Genomic Applications Partnership Program
Funded Projects – Round 7
The Genomic Applications Partnership Program (GAPP) funds transnational research and development projects that address real-world challenges and opportunities as identified by industry, government, not-for-profits, and other “receptors” of genomics knowledge and technology. The following five projects have been selected for funding in Round 7 of GAPP, for a total investment of $17 million ($6 million from Genome Canada and $11 million from co-funding partners including provincial governments, private sector and not-for-profit organizations). Backgrounders on previous projects funded under the program are available on Genome Canada’s website.

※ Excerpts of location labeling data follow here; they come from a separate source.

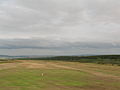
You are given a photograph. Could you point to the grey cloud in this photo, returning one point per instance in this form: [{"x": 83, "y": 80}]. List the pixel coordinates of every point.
[{"x": 60, "y": 25}]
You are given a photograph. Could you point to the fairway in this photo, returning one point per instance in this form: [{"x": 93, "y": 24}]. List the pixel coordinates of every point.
[{"x": 58, "y": 75}]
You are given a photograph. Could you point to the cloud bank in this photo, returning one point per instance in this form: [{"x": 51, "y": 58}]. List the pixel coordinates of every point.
[{"x": 71, "y": 27}]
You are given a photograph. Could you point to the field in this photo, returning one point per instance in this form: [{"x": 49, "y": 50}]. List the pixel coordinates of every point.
[{"x": 58, "y": 75}]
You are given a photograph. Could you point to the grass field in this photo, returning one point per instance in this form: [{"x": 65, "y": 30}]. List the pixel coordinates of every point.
[{"x": 58, "y": 75}]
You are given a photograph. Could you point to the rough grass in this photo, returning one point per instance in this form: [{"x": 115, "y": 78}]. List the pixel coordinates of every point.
[{"x": 56, "y": 78}]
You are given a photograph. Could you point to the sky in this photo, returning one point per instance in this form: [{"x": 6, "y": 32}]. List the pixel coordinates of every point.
[{"x": 59, "y": 27}]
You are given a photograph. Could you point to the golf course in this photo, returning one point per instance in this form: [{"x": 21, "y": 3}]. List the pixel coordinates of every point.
[{"x": 57, "y": 75}]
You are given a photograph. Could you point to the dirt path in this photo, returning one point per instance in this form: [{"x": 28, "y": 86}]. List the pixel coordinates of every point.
[{"x": 88, "y": 71}]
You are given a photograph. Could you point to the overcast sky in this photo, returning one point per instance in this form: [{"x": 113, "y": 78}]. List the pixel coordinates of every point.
[{"x": 59, "y": 27}]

Development of Genomic Crossbred Estimate Breeding Values (GCEBV) to maximize profitability for Canadian pork producers
- Robert Kemp, Genesus Inc. (receptor);
- Graham Plastow, University of Alberta (academic)

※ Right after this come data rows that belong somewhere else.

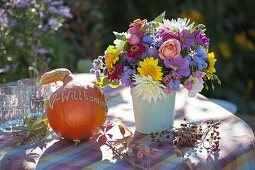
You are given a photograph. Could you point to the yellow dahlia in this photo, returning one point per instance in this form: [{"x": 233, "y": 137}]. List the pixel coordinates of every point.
[
  {"x": 211, "y": 61},
  {"x": 111, "y": 57},
  {"x": 149, "y": 67}
]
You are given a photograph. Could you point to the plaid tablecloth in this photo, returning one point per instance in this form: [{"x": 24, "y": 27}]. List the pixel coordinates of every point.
[{"x": 237, "y": 148}]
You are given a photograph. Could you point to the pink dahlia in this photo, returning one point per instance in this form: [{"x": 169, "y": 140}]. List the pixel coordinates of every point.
[
  {"x": 115, "y": 72},
  {"x": 135, "y": 50}
]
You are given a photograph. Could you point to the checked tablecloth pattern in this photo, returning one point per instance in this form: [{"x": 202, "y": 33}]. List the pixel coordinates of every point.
[{"x": 237, "y": 148}]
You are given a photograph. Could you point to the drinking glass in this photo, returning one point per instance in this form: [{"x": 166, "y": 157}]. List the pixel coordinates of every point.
[
  {"x": 11, "y": 110},
  {"x": 34, "y": 96}
]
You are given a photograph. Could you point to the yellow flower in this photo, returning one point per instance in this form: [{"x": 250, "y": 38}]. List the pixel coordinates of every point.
[
  {"x": 225, "y": 50},
  {"x": 111, "y": 57},
  {"x": 149, "y": 67},
  {"x": 211, "y": 61},
  {"x": 242, "y": 41}
]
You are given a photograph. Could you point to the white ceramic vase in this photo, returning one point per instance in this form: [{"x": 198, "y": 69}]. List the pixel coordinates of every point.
[{"x": 153, "y": 117}]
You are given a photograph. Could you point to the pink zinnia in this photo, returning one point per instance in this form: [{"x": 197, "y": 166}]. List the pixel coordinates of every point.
[
  {"x": 168, "y": 34},
  {"x": 135, "y": 50},
  {"x": 115, "y": 72}
]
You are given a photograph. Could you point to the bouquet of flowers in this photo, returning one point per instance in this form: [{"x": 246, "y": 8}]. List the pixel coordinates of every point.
[{"x": 156, "y": 57}]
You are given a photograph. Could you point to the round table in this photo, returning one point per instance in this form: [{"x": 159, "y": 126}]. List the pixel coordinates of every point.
[{"x": 237, "y": 149}]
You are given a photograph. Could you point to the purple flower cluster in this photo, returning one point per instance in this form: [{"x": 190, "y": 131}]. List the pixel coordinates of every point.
[
  {"x": 171, "y": 52},
  {"x": 21, "y": 3},
  {"x": 3, "y": 20},
  {"x": 126, "y": 76}
]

Genome Centre: Genome Alberta
Total funding: $3.4 million
Pork producers in Canada buy their breeding stock and genetic material from pig genetic companies such as Genesus Inc. Their profitability, as well as that of Genesus, depends on the ability to create and
transfer genetic improvements from the nucleus purebred population to commercial crossbred animals. Presently, the selection of desirable purebred animals is done using Estimated Breeding Values (EBVs), a measure of presumed genetic fitness that incorporates phenotypes and pedigree information of the animals. However, with EBV tools, only about 70 percent of the genetic improvement transfers
to commercial crossbred animals.
Genesus is working with Dr. Graham Plastow of the University of Alberta to develop and validate GCEBV, or Genomic Crossbred Estimate Breeding Values. Adding genomics to the EBV selection tool is expected to increase the accuracy of the EBV tool by 20 percent. Further, adding phenotypes and genotypes of commercial crossbred animals will increase genetic improvement by another 30 per cent, for a total increase of 50 percent improvement in the transfer of genetic improvements to commercial producers. A successful project will increase Genesus’ competitiveness while having an economic impact on the industry of $17.25 million per year within five years of project completion. In addition, improvement in the feed conversion ratio of pigs because of the genetic improvements would reduce the land footprint of pork production, releasing more land for human food production.